Comparison of stability and thermophysical properties of CNT-GNP hybrid nanofluids using different surface modification techniques

This study examines how non-covalent and covalent surface modification methods affect the stability and thermo-physical characteristics of carbon nanotubes (CNTs) and graphene platelets (GNP) when distributed in solar thermal fluids. Surfactants are employed for examining non-covalent surface modification, while acid treatment is utilized for investigating covalent modification. Nanofluid samples are created with concentrations of 0.0625%, 0.125%, 0.25%, and 0.5% by weight in pure ethylene glycol (EG) and EG-water (80:20).

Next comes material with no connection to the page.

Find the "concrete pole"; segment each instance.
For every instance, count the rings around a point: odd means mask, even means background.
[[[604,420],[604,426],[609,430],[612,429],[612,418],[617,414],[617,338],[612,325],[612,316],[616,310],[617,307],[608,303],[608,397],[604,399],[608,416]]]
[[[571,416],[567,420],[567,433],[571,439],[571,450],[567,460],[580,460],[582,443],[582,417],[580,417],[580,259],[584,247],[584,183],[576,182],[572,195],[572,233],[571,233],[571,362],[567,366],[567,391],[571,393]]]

Zeta potential analysis was utilized to study the stability of the nanofluids. The oxidized CNT-GNP nanofluids showed outstanding stability, with zeta potential values remaining almost constant for 60 d. Experiments were conducted on pure, surfactant-dispersed, and oxidized CNT-GNP nanofluids. The thermal conductivity of oxidized CNT-GNP nanofluids increased by 16% when 0.5 wt% was dispersed in the EG-water (80:20) sample. Nanofluids with CTAB and SDS showed a 14% and 13% enhancement in thermal conductivity, respectively. Formulas were created to forecast thermal conductivity and dynamic viscosity values.